Since this thing booted and ran ok for a while with LEDE and stock firmware, but then after a few hours reboot/reset, do you guy think corrupt flash would do this? or it is more likely hardware? Trying to gauge it is worth getting the USB-TTL and cables for this thing.

TIA

This sounds like a hardware problem. Try a different power adapter because sometimes they go bad causing voltage drops and crashing. Also you could open up the unit and look for swelled or leaky capacitors, again that would cause power drops.

A serial adapter is something that everyone who does much with flashing routers should own though.

Thanks mk. This helps, and you are right on the USB-TTL. At this point I am far enough into this stuff and have enough junk routers I will get one. This router has a 4A power supply, everything I have around the house is <= 2A. One question. I think it is ok to have more amps correct? i.e. a 5A would be ok?

Yes, a supply with the same voltage but rated for more amps is OK.

Hi my vote is on the power adapter to. Pleas let us know how it gos. Good luck D:

A broken fan would be another simple cause, as these devices run hot, they will overheat after a while if the fan doesn't work.

Thanks all. I am on the hunt for a 12V 4A+ power supply. Went through the whole house and came up short. Thanks for the suggestion on the fan, I know it works though. When LEDE boots it will run the fan so I know it works at least.

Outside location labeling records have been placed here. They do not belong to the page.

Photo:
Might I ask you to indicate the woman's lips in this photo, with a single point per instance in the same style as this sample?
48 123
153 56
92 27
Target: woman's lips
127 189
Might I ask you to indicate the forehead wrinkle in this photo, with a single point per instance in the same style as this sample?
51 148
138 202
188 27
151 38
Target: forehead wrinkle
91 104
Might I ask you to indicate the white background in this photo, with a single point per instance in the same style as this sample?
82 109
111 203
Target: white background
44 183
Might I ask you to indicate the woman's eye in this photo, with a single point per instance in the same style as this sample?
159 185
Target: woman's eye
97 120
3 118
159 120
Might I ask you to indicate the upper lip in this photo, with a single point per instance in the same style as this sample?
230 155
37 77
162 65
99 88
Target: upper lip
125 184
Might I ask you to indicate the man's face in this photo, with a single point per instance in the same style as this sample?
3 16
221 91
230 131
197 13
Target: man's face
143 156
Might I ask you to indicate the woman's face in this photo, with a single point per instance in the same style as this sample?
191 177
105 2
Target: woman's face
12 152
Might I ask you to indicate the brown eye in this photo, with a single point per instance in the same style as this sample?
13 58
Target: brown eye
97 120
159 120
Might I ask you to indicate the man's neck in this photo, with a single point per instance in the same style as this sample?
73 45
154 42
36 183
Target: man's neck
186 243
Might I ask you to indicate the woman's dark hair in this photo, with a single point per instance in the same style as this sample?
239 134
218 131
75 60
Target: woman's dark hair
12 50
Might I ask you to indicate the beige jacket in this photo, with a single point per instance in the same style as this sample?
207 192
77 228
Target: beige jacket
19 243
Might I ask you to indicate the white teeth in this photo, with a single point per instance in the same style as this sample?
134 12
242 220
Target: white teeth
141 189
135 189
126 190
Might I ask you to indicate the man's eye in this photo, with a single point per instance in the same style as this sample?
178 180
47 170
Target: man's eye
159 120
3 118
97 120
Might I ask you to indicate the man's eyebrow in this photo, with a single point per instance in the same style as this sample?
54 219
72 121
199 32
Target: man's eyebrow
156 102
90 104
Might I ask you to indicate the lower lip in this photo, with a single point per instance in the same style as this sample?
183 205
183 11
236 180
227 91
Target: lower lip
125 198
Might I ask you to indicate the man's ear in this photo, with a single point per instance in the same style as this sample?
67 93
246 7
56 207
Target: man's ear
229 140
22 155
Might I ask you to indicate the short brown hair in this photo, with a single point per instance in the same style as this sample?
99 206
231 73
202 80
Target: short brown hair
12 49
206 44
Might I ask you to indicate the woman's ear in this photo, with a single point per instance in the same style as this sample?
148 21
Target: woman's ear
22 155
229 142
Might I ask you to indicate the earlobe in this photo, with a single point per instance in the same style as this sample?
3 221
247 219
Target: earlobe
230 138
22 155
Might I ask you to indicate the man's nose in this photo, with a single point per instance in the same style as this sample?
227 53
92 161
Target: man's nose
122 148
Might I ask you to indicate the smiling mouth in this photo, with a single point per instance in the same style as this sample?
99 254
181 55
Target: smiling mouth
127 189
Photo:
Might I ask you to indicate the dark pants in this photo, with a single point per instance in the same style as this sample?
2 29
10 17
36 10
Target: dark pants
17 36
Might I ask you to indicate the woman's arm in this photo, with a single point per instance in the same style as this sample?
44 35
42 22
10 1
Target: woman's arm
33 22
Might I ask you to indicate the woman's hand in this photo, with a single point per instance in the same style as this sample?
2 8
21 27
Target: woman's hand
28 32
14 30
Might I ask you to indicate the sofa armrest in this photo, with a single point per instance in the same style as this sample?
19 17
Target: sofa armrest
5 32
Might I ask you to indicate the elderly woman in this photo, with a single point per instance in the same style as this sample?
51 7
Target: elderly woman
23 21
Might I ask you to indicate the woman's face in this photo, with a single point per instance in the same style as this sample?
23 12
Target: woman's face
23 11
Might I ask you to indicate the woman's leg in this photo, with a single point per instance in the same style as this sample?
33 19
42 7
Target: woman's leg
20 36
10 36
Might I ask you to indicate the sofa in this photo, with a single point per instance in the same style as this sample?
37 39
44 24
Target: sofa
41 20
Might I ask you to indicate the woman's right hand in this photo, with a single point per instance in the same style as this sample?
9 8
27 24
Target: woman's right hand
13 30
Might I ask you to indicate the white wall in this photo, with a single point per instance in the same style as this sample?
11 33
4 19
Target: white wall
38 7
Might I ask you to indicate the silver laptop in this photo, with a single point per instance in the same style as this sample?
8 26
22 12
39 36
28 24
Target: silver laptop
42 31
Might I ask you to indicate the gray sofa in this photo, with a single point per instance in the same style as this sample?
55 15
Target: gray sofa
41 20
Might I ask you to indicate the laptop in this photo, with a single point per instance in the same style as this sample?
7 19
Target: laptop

Ok. I have updates, some good, some not. First thanks for the tips so far. I managed to get a 12V 5A power supply with the correct barrel, a USB/TTL chip and 2.54mm to 2.00mm cables. Can boot and bring up the serial interface in putty. I was able to flash both images (primary/alt) from the marvell command line. So all that is good. The bad is the router will not boot either image yet. The most ominous boot log is the first one below. All the snipped parts seems to match the bootlogs here https://wiki.openwrt.org/toh/linksys/wrt1x00ac_series

<snipped>

 __   __                      _ _
|  \/  | __ _ _ ____   _____| | |
| |\/| |/ _` | '__\ \ / / _ \ | |
| |  | | (_| | |   \ V /  __/ | |
|_|  |_|\__,_|_|    \_/ \___|_|_|
         _   _     ____              _
        | | | |   | __ )  ___   ___ | |_
        | | | |___|  _ \ / _ \ / _ \| __|
        | |_| |___| |_) | (_) | (_) | |_
         \___/    |____/ \___/ \___/ \__|
 ** LOADER **


U-Boot 2011.12 (Feb 06 2014 - 17:14:13) Marvell version: v2011.12 2013_Q1.2

Boot version:v1.3.25

Board: RD-AXP-GP rev 1.0
SoC:   MV78230 B0
       running 2 CPUs
       Custom configuration
CPU:   Marvell PJ4B (584) v7 (Rev 2) LE
       CPU 0
       CPU    @ 1200 [MHz]
       L2     @ 600 [MHz]
       TClock @ 250 [MHz]
       DDR    @ 600 [MHz]
       DDR 32Bit Width, FastPath Memory Access
       DDR ECC Disabled
DRAM:

It hangs on DRAM and the power and sata leds are solid. It did this before and after flashes, but only sometimes. I am guessing this might be the deathknell for this router with bad DRAM?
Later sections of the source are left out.